The Most Valuable LLM Dev Skill is Easy to Learn, But Costly to Practice.

Here's how not to waste your budget on evaluating models and systems.

Thuwarakesh Murallie

Towards Data Science

· ~14 min read · October 9, 2024 (Updated: October 9, 2024) · Free: No

LLM Evaluation Skills Are Easy to Pick Up (Yet Costly to Practice)

You can build a fortress in two ways: Start stacking bricks one above the other, or draw a picture of the fortress you're about to build and plan its execution; then, keep evaluating it against your plan.

We all know the second one is the only way we can possibly build a fortress.

Sometimes, I'm the worst follower of my advice. I'm talking about jumping straight into a notebook to build an LLM app. It's the worst thing we can do to ruin our project.

Before we begin anything, we need a mechanism to tell us we're moving in the right direction — to say that the last thing we tried was better than before (or otherwise.)

In software engineering, it's called test-driven development. For machine learning, it's evaluation.

The first step and the most valuable skill in developing LLM-powered applications is to define how you'll evaluate your project.
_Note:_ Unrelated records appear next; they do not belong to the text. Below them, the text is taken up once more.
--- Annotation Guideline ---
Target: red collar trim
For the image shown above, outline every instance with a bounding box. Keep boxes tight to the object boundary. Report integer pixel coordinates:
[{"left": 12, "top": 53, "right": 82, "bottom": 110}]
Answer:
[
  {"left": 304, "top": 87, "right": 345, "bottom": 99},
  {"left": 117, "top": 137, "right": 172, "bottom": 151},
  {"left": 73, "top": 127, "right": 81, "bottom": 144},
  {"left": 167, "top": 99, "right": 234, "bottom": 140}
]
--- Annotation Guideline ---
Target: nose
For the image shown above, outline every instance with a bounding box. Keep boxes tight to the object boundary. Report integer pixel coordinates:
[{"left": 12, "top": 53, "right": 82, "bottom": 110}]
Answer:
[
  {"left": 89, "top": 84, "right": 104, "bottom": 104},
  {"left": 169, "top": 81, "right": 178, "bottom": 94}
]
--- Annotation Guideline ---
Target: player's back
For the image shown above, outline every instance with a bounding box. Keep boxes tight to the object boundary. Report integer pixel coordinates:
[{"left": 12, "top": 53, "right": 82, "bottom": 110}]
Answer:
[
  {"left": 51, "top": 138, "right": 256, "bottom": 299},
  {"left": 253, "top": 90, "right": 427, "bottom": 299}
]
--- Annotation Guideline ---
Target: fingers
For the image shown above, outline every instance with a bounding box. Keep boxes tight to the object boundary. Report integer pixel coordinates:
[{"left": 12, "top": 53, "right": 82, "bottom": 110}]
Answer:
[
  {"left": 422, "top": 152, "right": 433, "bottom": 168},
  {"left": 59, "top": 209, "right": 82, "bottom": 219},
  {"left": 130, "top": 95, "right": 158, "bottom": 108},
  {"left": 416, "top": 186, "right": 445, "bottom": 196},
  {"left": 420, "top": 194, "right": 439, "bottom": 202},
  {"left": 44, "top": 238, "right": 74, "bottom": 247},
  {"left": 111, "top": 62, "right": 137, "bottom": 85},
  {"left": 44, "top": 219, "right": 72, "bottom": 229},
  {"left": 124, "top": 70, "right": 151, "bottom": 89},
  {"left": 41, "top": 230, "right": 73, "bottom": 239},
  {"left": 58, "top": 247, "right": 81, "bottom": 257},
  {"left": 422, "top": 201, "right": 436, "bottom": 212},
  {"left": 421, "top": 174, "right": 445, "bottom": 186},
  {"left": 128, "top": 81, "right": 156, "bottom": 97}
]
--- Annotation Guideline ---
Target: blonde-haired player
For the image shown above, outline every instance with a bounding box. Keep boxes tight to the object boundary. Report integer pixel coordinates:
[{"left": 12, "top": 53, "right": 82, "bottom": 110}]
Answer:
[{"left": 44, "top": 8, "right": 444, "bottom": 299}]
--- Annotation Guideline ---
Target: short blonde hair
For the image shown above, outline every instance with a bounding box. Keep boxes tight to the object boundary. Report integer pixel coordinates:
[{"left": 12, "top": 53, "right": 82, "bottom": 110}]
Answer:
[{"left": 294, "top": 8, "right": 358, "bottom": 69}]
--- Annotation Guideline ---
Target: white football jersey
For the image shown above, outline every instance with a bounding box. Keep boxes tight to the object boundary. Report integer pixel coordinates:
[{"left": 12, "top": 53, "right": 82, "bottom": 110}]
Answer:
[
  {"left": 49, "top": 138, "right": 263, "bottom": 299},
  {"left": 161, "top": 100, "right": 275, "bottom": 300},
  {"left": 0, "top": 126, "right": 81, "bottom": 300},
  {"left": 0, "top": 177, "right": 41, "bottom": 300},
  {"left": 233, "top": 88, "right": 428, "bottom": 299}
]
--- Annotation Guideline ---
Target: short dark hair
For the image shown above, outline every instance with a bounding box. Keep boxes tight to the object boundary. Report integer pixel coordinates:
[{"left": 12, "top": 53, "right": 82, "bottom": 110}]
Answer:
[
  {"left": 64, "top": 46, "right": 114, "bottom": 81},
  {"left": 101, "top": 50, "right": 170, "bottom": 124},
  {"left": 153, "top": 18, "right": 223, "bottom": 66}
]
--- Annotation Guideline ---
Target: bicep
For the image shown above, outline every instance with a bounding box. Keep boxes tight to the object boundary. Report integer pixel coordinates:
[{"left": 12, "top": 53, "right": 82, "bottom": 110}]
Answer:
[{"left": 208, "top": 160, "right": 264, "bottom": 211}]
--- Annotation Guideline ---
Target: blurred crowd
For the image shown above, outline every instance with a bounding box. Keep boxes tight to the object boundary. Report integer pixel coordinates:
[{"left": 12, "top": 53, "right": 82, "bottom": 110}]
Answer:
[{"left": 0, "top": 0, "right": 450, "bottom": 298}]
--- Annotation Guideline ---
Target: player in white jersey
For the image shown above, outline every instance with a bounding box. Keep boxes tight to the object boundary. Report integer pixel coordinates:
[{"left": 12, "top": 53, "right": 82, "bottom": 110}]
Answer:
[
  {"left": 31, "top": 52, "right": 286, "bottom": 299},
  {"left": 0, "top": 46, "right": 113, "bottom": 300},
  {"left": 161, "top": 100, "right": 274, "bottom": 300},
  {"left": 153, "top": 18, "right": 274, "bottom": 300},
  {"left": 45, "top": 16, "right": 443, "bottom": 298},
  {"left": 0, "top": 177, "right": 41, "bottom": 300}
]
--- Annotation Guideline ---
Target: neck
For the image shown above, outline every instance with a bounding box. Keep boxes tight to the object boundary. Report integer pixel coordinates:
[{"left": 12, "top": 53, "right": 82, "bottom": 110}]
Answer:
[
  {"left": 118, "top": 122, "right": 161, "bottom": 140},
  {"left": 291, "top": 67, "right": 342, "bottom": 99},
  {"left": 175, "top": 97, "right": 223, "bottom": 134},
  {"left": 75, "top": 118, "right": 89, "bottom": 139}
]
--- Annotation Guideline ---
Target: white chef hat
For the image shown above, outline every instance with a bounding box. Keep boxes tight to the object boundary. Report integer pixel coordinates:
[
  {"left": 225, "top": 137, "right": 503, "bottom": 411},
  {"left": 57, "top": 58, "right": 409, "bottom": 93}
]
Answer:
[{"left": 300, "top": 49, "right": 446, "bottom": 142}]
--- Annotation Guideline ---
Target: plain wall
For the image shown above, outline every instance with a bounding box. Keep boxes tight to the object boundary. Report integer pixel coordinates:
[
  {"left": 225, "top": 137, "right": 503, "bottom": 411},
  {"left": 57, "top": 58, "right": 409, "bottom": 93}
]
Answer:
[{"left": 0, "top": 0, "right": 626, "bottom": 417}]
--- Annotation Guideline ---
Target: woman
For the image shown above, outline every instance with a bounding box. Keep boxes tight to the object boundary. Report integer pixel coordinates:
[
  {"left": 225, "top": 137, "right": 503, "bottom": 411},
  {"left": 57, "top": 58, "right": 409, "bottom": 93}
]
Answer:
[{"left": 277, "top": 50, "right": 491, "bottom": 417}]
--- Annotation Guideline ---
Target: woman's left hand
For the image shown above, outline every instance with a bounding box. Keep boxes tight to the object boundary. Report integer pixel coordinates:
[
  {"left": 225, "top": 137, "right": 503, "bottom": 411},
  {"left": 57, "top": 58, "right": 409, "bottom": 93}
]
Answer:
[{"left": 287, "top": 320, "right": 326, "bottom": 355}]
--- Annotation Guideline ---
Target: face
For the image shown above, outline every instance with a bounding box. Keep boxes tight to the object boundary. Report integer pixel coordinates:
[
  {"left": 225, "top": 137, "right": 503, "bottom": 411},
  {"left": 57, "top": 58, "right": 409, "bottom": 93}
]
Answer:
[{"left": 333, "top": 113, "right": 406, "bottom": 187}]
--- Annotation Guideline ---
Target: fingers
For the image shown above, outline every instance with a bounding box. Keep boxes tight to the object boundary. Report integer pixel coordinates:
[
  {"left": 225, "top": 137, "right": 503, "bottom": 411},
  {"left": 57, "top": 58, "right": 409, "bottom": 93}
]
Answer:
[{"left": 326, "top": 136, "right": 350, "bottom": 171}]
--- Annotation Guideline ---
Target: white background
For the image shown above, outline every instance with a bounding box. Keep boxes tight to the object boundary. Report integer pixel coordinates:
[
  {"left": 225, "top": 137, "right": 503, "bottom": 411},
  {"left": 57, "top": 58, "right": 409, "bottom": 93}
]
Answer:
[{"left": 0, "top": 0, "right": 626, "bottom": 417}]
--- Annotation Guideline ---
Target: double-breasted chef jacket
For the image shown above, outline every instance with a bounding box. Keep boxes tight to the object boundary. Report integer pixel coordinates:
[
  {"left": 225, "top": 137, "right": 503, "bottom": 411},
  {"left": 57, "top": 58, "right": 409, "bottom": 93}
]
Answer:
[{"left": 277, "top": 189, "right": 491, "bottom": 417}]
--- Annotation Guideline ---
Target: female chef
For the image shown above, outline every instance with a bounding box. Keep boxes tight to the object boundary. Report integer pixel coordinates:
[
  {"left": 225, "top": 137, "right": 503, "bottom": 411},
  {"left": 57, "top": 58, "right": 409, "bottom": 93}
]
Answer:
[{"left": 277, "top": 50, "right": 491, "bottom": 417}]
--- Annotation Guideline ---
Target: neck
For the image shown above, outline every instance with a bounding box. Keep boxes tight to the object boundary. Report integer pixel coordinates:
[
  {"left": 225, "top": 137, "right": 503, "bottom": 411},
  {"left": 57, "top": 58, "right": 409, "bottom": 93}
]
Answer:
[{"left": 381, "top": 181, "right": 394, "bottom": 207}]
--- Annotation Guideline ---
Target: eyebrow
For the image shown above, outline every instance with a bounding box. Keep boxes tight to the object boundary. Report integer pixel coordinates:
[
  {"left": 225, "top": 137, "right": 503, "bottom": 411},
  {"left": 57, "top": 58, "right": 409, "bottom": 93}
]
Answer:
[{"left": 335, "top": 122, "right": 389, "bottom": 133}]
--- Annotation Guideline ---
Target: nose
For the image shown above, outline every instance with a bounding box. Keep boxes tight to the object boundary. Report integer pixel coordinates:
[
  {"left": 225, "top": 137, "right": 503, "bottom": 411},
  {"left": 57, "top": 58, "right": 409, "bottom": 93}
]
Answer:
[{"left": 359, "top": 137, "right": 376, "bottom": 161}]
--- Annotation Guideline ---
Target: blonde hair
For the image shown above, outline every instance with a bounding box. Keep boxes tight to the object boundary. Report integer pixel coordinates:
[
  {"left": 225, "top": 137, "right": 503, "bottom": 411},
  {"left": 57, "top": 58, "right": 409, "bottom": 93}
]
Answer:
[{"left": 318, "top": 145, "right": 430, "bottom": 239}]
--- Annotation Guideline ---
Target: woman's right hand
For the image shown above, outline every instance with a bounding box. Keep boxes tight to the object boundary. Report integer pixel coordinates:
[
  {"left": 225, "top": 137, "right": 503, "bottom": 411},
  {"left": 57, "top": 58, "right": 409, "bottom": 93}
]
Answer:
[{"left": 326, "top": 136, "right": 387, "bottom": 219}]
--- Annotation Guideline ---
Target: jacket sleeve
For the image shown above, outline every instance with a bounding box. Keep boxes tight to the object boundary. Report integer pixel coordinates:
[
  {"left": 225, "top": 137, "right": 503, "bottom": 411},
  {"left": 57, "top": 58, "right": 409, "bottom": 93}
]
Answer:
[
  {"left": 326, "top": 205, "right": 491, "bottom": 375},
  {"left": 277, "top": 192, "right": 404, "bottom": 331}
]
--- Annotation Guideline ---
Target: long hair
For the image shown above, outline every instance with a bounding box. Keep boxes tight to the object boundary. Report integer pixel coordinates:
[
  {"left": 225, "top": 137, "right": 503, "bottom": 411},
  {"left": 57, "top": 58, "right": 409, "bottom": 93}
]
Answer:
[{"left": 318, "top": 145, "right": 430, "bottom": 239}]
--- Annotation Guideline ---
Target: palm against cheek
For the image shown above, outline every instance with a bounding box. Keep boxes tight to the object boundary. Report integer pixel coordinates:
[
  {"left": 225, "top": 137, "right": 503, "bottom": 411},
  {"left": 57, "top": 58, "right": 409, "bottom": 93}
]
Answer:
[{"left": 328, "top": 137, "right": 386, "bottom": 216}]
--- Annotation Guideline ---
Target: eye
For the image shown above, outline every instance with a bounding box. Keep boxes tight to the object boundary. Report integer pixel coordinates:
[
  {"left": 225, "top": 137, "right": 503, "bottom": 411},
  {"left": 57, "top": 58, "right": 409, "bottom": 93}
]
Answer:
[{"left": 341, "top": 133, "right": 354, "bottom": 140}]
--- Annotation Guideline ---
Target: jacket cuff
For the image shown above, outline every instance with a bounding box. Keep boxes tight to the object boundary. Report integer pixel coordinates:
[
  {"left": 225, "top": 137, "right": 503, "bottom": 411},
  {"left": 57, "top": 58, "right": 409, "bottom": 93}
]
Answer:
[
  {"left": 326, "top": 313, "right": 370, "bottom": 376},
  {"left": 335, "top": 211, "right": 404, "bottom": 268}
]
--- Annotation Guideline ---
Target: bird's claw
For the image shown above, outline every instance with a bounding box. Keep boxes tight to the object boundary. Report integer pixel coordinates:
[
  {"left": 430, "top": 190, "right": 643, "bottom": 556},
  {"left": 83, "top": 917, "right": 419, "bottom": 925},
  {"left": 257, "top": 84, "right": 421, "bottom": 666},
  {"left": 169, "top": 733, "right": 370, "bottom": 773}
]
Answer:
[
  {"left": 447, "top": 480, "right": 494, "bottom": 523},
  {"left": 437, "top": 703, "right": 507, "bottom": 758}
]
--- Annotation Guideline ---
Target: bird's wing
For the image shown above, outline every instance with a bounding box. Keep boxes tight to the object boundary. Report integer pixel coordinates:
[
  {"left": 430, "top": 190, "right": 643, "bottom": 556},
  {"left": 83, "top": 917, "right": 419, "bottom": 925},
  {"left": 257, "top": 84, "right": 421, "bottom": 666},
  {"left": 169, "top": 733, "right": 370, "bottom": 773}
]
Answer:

Evaluating LLM applications is nowhere like software testing. I don't undermine the challenges in software testing, but evaluating LLMs isn't as straightforward as testing.

An LLM speaks a lot like our natural language. And there are a million different ways you can say the same thing. Just pull up a random WhatsApp group you are a member of and see how people say "Good Morning." Likewise, LLMs can produce the correct answer in so many different wordings.

However, evaluating programmed outcomes often looks for a one-to-one match. A function that adds two numbers should always return three if the inputs are 2 and 1.

Thankfully, the LLM community has figured out ways to evaluate such ambiguous responses. Often, this involves another LLM that acts as an evaluator. But it's not the only way to validate your models.

LLM-assisted evaluation is faster and more helpful during development because we can run it repeatedly. But every LLM call comes with a price tag. Though the prices seem meager on the providers' pricing pages, they add up quickly.

This post concerns the LLM-assisted evaluation techniques —for RAGs in particular. However, we'll also talk about ways to reduce the evaluation cost. Finally, we'll also talk about the evaluation techniques that don't involve an LLM.

To evaluate, you need a dataset.

Let's not overcomplicate evaluation. How'd you tell if a person answered your questions correctly?

You'd already have a list of questions with correct answers — either on paper or in your mind. You'd then ask questions from this collection and decide whether the person's answers are correct.

Software testing is not too far from this approach—neither is the evaluation technique for LLM.

So we need a dataset, a list of inputs, prompts, questions, whatever you'd like to call them, and expected outputs. We can then count the generated outputs that match the expected output to get a measurable value for the LLM's performance.

Doing this is the basics of evaluation. But an LLM can lie to us for many different reasons. We'll come to that in a moment. But first, we need to prepare the dataset.

These are the top n prompts your end user is more likely to input. Depending on your use cases, this number can be in 10s, 100s, 1000s, or even more. Also, this is a task that the ML engineer and domain experts would work on.

The following function evaluates LLM outputs for correctness against the input and expected outputs.

# pip install openai
# Set OPENAI_API_KEY environment variable

import os
from openai import OpenAI

# Assuming 'openai.api_key' is set elsewhere in the code
client = OpenAI(
    # This is the default and can be omitted
    api_key=os.environ.get("OPENAI_API_KEY"),
)

def evaluate_correctness(input, expected_output, actual_output):
    prompt = f"""
    Input: {input}
    Expected Output: {expected_output}
    Actual Output: {actual_output}
    
    Based on the above information, evaluate the correctness of the Actual Output compared to the Expected Output. 
    Provide a score from 0 to 1, where 0 is completely incorrect and 1 is perfectly correct.
    Only return the numerical score.
    """

    response = client.chat.completions.create(
        model="gpt-4",
        messages=[
            {
                "role": "system",
                "content": "You are an AI assistant tasked with evaluating the correctness of outputs.",
            },
            {"role": "user", "content": prompt},
        ],
        temperature=0,
    )

    return float(response.choices[0].message.content.strip())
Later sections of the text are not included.